NEW YORK — TNT, pushing hard to become the ad-supported cable network delivering the most prestigious original movies, miniseries and weekly series, has named its first-ever prez of original programming, Robert DeBitetto.
DeBitetto, promoted from exec VP for TNT Originals, says he plans to continue spearheading the production of fresh programming to add to the network’s menu of high-visibility sports like NBA basketball and Wimbledon tennis, recognizable off-network series such as “ER” and “Law & Order” and theatrical movies like “Conspiracy Theory” that are getting their network premieres 30 months after they bow in the multiplexes.
TNT’s goal, DeBitetto said, is to schedule eight or nine original movies a year, one or two miniseries and at least a couple of firstrun hourlong drama series, plus assorted additional two-hour originals such as backdoor pilots for series.
DeBitetto declined to discuss production costs, but only HBO spends more money on an average movie or miniseries than TNT, according to sources. The typical TNT movie costs $8 million-$10 million, although an elaborate historical epic like “The Hunley,” set during the Civil War, racked up a budget of $16 million.
A four-hour TNT miniseries will range between $12 million and $14 million, although special-effects-laden productions like those of Robert Halmi Sr. can soar above the $20 million mark. “The Mists of Avalon,” the four-hour mini from TNT sister company Warner Bros. that’s now in pre-production in Eastern Europe, is budgeted at more than $20 million, according to one source.
One area that DeBitetto expects to ramp up is original-series production. TNT has commissioned Warner Bros. TV to produce 13 hourlong episodes of “Bull,” a drama focusing on Wall Street investment bankers and traders, which bows this summer.

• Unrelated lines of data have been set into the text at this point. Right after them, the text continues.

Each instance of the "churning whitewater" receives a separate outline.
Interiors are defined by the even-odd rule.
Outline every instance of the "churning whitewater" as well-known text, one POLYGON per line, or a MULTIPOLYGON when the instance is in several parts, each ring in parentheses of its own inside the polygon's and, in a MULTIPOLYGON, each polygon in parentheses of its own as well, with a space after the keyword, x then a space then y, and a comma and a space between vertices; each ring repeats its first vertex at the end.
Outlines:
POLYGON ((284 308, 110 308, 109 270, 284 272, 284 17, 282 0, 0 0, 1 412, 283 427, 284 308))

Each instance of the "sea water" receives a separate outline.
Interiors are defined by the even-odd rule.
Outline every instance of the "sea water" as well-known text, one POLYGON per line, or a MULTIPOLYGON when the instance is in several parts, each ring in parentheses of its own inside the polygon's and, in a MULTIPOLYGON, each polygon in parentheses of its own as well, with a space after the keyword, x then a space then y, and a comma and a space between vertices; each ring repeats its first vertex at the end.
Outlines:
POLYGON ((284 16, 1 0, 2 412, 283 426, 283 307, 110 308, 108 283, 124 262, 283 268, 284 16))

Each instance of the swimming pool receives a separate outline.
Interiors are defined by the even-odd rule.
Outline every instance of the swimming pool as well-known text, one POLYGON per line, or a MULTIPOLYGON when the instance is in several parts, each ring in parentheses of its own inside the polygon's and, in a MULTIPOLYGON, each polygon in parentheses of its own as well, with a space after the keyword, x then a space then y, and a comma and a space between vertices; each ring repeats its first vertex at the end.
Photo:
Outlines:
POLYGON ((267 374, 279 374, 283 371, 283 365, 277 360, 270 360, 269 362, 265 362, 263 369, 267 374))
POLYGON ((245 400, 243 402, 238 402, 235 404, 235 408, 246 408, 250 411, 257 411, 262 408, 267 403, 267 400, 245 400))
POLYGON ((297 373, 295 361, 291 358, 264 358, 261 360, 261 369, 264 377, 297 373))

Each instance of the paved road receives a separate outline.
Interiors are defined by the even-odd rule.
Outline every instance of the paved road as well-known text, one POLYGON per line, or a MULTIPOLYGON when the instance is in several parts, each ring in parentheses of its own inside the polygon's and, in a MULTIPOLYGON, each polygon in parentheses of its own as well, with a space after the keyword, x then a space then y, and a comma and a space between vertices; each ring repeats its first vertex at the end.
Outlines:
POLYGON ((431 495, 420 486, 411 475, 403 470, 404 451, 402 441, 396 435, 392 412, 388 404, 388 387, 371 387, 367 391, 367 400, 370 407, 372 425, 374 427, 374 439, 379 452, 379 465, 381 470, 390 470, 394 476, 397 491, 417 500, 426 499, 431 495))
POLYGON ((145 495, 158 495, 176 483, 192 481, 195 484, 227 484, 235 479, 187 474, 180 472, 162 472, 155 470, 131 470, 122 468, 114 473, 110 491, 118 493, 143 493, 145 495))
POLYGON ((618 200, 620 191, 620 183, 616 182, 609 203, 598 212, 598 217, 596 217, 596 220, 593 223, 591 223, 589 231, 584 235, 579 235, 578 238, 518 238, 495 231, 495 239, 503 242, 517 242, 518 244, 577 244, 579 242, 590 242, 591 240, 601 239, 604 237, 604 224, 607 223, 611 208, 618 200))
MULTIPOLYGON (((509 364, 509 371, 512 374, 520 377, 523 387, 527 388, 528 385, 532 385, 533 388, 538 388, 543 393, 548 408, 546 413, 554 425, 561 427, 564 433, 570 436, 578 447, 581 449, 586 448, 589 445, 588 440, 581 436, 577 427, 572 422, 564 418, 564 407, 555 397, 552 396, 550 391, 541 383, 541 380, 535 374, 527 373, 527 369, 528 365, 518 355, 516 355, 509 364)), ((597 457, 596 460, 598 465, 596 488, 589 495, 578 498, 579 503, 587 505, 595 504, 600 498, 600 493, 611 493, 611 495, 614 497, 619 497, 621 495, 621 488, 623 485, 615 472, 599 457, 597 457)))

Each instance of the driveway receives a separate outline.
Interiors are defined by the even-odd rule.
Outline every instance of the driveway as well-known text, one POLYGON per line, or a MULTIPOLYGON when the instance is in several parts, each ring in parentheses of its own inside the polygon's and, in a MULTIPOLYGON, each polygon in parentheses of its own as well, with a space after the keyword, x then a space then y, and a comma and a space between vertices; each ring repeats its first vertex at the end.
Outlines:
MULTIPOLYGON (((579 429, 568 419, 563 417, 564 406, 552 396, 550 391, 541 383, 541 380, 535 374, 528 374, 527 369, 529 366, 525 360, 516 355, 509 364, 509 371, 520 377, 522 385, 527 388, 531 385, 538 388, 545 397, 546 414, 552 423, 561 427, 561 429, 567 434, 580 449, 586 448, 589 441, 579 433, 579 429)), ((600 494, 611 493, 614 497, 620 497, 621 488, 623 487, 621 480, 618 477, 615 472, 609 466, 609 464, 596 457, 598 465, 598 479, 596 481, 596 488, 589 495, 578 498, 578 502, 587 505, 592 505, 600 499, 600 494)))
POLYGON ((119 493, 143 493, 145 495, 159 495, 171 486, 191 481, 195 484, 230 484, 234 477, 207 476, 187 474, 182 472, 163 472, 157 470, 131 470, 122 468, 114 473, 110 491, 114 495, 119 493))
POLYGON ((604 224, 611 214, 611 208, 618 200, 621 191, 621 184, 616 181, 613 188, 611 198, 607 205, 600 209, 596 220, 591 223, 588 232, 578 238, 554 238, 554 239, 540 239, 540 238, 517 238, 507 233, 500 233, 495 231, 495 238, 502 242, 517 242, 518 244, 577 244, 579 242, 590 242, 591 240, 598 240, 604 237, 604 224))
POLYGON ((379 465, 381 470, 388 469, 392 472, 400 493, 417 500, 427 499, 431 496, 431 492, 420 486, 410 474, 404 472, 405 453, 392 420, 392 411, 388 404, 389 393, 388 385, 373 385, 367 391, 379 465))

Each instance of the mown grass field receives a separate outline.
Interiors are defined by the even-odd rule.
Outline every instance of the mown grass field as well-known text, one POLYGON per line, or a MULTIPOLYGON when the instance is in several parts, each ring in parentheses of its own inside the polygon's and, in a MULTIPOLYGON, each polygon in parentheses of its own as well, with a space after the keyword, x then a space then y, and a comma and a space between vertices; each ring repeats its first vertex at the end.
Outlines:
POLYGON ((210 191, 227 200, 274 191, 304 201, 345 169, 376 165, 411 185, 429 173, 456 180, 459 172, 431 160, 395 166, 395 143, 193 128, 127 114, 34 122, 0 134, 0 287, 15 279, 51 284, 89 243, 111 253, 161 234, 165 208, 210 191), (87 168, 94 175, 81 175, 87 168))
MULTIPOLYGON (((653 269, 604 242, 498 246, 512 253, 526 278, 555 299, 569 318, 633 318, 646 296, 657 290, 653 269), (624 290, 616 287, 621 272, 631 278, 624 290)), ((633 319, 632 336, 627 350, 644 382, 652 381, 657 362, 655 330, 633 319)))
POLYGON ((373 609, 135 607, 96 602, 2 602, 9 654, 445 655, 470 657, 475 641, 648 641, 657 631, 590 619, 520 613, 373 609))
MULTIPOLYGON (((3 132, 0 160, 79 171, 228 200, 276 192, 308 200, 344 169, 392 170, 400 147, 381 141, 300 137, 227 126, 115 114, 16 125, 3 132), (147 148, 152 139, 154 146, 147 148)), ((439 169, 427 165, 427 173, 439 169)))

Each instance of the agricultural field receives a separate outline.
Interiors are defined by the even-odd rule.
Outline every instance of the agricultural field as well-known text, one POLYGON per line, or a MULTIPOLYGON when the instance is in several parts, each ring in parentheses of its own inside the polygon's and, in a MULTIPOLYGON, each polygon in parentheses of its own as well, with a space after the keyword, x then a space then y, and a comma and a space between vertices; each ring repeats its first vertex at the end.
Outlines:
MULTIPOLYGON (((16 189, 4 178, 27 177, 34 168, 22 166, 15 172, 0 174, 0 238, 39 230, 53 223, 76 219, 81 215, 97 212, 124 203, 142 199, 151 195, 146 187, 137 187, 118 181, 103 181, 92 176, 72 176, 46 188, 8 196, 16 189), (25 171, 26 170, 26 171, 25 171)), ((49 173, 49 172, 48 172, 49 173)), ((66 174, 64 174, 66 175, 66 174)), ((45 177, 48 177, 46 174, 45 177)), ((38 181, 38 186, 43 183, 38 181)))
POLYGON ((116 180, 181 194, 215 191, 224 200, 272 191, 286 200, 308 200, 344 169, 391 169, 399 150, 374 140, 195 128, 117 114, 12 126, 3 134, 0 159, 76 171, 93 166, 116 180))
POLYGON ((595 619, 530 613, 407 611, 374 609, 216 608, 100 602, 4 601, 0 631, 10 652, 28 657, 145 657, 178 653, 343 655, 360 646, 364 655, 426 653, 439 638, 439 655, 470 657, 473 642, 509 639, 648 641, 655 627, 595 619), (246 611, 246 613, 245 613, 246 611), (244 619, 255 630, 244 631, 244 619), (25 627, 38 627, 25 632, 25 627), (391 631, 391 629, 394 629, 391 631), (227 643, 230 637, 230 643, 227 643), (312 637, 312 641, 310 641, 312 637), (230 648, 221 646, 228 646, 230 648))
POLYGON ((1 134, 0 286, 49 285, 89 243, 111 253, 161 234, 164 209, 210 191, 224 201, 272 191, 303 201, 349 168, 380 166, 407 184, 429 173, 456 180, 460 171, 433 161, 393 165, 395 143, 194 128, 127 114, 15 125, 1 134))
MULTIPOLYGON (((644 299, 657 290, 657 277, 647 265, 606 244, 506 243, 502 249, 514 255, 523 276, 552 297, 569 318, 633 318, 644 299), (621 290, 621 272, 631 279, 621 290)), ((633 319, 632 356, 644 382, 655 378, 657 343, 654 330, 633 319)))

DeBitetto says a number of other scripts for hourlong pilots are in development.
Chain of command
DeBitetto will continue to report to Brad Siegel, president of Turner Broadcasting System’s general-entertainment networks. Julie Weitz, TNT’s exec VP of original programming, who used to report to Siegel, will now be reporting to DeBitetto.
But “this is in no way a demotion for Julie,” DeBitetto said. “She’ll continue to be our head of creative development.”
Before joining Turner in October 1995 as senior VP of the Turner Pictures Group, DeBitetto, an attorney, was senior VP of Walt Disney’s motion picture group, working with Miramax, Cinergi and Interscope Pictures. He also oversaw operations for Disney’s legitimate-theater division, which produced “Beauty and the Beast” on Broadway during his tenure.